NeuPDE

Hard-coding derivative to reduce the parameter count in NeuralODE

NeuPDE: Neural network based ordinary and partial differential equations for modeling time-dependent data

Yifan Sun, Linan Zhang, and Hayden Schaeffer

In Mathematical and Scientific Machine Learning, 2020

HTML Blog

TLDR: The paper introduces NeuPDE, a NeuralODE that uses polynomial features and discrete spatial derivative, with a shallow MPL

Context: In a NeuralODE style (where we want to learn to predict the velocity field, i.e., \(\dot{x}(t)\)), this paper aims at learning more constrained dynamics, enforcing derivative constraints.

Proposed solution: NeuPDE is a NeuralODE that uses a shallow MLP built on hard-coded derivative and correlation features. For time-series data, the model is fed with supervision at each individual time steps.

The architecture is restricted to an (untrained) polynomial feature transform \(\mathcal{D}(t, x)\) (e.g. polynomial features in sklearn), followed by a shallow MLP (two layers with just an ELU activation on the first). For spatio-temporal data, the spatial derivative are used instead of the polynomial features.
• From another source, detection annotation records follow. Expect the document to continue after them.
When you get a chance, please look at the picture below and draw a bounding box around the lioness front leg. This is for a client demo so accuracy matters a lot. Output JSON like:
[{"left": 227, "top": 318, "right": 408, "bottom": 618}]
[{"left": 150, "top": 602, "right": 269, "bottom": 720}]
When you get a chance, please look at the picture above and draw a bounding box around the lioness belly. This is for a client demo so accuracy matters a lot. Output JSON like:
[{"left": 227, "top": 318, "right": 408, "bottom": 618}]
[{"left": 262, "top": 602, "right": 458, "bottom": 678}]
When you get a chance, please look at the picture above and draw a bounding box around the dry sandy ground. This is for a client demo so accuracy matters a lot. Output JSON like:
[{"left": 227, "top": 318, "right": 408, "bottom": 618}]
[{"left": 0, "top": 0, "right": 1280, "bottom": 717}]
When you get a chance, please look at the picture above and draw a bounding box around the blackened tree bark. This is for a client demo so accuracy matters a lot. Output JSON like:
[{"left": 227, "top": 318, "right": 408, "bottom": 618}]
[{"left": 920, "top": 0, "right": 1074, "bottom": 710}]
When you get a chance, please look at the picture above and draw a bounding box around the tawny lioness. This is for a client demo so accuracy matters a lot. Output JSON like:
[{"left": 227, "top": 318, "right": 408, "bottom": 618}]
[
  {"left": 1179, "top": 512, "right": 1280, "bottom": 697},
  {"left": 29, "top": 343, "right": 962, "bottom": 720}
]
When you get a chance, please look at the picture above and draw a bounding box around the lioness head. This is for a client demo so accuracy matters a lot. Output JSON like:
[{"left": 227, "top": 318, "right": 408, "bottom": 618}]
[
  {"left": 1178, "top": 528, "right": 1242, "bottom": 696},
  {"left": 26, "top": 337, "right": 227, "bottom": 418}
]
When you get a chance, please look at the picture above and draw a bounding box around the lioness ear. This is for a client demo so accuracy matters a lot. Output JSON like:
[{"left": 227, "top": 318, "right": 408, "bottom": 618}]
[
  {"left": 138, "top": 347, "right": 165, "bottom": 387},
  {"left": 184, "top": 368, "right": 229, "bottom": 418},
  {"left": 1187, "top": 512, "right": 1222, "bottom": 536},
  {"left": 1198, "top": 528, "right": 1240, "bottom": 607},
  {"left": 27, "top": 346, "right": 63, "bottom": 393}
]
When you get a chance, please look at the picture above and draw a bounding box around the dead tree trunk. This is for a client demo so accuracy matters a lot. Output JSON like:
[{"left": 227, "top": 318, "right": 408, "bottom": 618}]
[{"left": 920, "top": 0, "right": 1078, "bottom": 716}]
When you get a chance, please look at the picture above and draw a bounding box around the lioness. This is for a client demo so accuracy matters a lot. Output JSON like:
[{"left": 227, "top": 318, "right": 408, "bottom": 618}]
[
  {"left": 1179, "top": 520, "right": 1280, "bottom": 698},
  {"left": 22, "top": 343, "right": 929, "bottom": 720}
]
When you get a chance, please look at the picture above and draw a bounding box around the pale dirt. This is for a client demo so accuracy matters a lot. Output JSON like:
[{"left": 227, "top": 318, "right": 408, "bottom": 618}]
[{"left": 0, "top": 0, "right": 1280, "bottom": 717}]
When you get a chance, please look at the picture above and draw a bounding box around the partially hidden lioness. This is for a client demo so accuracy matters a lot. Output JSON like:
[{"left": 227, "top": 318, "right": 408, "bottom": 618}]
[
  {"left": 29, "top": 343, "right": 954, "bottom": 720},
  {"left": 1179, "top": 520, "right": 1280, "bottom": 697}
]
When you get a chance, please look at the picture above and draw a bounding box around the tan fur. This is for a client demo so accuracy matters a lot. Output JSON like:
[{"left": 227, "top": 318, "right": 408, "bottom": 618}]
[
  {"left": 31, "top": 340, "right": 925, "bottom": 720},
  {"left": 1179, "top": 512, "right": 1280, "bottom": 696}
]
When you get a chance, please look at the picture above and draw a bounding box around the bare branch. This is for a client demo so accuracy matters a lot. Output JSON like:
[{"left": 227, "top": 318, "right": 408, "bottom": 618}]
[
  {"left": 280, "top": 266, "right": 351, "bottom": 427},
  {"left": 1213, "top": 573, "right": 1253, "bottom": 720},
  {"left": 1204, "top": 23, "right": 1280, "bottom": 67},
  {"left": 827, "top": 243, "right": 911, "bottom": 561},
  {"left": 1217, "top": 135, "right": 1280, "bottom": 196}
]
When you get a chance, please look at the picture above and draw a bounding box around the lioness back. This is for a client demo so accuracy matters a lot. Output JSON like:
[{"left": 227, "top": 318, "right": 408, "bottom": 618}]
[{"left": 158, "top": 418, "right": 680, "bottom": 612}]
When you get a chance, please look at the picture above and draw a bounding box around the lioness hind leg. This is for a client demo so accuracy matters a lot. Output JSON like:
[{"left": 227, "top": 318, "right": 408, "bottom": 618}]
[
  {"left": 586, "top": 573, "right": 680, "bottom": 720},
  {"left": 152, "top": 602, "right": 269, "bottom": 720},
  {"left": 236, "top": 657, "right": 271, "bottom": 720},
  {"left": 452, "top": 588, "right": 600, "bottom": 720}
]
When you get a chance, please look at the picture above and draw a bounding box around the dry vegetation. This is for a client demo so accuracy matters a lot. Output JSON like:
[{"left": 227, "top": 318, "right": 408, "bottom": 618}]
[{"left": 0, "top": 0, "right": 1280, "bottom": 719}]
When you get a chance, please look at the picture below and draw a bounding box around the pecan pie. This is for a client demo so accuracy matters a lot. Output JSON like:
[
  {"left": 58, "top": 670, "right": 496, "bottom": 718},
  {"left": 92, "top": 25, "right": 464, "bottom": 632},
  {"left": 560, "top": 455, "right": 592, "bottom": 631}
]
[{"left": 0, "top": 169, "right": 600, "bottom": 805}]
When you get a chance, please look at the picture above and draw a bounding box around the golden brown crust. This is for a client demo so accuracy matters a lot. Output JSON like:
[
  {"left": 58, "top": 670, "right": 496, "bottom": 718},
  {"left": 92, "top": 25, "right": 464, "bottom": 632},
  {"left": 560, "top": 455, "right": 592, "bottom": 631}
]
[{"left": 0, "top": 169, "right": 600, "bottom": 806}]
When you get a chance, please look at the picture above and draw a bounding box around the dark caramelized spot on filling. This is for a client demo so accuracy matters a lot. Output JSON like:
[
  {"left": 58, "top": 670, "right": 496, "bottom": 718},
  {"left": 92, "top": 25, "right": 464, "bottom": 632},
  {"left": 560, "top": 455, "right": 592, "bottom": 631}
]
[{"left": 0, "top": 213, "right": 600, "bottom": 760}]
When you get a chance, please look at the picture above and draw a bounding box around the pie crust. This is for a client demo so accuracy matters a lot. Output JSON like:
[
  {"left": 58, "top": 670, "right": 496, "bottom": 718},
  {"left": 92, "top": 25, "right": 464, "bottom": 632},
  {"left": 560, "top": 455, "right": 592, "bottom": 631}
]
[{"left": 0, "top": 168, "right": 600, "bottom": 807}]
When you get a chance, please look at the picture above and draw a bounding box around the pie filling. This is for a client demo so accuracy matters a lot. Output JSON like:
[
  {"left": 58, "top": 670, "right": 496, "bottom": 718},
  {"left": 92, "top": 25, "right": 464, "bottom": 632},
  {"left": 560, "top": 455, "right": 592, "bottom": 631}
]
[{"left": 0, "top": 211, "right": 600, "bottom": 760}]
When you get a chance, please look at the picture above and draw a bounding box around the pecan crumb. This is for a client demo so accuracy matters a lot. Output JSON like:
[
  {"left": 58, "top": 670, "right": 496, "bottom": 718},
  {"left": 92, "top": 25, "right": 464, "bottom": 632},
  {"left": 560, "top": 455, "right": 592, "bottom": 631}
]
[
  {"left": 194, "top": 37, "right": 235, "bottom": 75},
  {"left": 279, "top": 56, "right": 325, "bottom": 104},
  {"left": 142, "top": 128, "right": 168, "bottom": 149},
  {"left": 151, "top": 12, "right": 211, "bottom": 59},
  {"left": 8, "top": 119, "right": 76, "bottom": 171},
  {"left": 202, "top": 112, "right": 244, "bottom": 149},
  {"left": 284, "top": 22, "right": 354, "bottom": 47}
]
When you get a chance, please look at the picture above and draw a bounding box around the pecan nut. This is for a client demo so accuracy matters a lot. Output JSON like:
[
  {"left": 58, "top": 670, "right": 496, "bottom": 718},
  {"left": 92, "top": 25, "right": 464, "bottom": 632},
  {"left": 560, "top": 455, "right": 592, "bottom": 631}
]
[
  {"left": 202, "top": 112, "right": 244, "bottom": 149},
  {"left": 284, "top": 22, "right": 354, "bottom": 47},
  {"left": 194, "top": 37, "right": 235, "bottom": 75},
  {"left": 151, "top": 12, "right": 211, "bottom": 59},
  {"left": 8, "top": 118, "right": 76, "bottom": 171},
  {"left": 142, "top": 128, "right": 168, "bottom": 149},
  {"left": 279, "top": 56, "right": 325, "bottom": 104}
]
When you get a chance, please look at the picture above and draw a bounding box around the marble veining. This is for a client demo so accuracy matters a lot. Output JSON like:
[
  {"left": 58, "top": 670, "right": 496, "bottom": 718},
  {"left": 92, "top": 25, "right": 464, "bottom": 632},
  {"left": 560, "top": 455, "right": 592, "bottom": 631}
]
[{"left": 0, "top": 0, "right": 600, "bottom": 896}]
Let’s focus on one of the main equation of the paper, which is its optimization problem:

\[\operatorname*{min}_{\theta} \sum_{i=1}^{N}\ L(x(t_{i}))+\beta_{1}r(\theta) +\frac{\tilde{\beta}_{2}}{2}\sum_{i=0}^{N-1}||x(t_{i+1})-x(t_{i})||_{\ell^{2}}^{2}\] \[s.t.\ \ \ x(t_{0})=x_{0},\ \ \ x(t_{i})=\Phi^{(i)}(x(t_{0}),F(D(N(-)),\theta))\]

Where:

the \(\beta\) values are set (without tuning),
the loss \(L\) is for instance a \(\ell^2\) loss with the observed \(\tilde{x}_i\) (supposed observed),
\(r(\theta)\) is a reguralization, using the \(\ell^1\) norm to encourage sparsity,
\(F\) is the function that depends on the parameters to be learned \(\theta\),
\(D\) is the previously defined feature transform,
\(N\) is a min-max normalization that brings values to \(\left[-1, 1\right]\),
the constrains are enforced by having the \(x(t_i)\) being generated using a integrator (ODE solver), with initial conditions set to \(x_0\).

The integrator that is used is based on RK (Runge Kutta), with one adaptative version called RK45 (or Runge-Kutta-Fehlberg?). We were wondering how equation (2) to cope for an adaptive time step, this element being further discussed in remark 2.2 about a continuous depth version that is reported to give similar results. In the discussion section, it is mentioned that RK (RK4 or RK45) is not necessary for image classification.

Pros:
- Less parameters are used.
- The model is more constrained than a simple NeuralODE.
Cons:
- No interpretable representation seems to be extracted, while the paper aims at identifying an accurate governing differential structure.
  - We could not find the code related to the publication.
- It is unclear how significant the results are.